Creative Commons NonCommercial

Update: Mia Garlick, Creative Commons’ General Counsel sent me an email saying she started a Discussion Draft – NonCommercial Guidelines and would like for others to join in. Thanks Mia.

Washington, DC Subway CeilingWhat does the Creative Commons “NonCommercial” license mean? It seems I’m not the only one confused.

Pictured here is the ceiling of a Washington, DC subway/metro station. I took this photo last year while traveling on business. The photo resides within Flickr and is enjoying an Attribution-NonCommercial-ShareAlike licence.

jpcc-schmap-emailrequestThis week, many Flickr photographers received an email from Schmap, a start-up that will soon offer destination guides. Schmap’s email stated my photo was short-listed for inclusion in an upcoming guide, and gave me an option to submit or withdraw my photo from their final selection phase.

So they were nice enough to ask. They didn’t have to ask, since my photo has a Creative Commons license — or did they?

The question at hand is, “Is Schmap considered commercial or noncommercial?” Well, they don’t even know.

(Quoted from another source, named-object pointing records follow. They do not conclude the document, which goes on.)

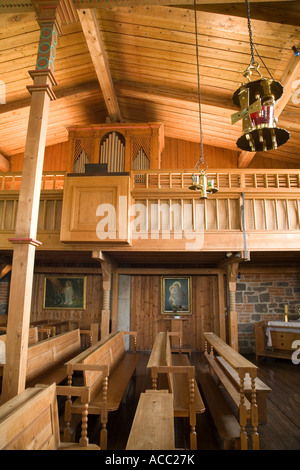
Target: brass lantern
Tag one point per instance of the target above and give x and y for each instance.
(200, 182)
(256, 100)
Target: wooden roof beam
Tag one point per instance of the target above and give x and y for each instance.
(288, 78)
(120, 3)
(95, 44)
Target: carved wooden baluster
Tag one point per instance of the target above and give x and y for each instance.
(68, 414)
(84, 441)
(254, 415)
(193, 434)
(104, 415)
(243, 414)
(154, 375)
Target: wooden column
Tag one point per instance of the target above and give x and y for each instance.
(107, 269)
(232, 270)
(24, 243)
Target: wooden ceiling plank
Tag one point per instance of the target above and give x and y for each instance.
(79, 3)
(94, 41)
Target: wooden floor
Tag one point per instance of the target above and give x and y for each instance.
(282, 432)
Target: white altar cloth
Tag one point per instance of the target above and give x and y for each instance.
(291, 327)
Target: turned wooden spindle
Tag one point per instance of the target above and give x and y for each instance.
(84, 441)
(243, 414)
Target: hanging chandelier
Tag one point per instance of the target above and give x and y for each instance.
(200, 182)
(256, 100)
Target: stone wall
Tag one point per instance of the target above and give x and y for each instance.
(263, 297)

jpcc-schmap-websiteTheir website said, “The creative commons license that you’ve assigned your photo(s) provides for non-commerical use. While all of our Schmap destination guides will be FREE to download, some photographers might nevertheless consider these to be commercial (advertising revenue will support free distribution to our readers).” And then some Terms of Submission followed.

Since they didn’t know, Schmap decided to play it safe by treating my image more like it was protected by copyright and that I was agreeing to a new terms of use by granting them certain permissions.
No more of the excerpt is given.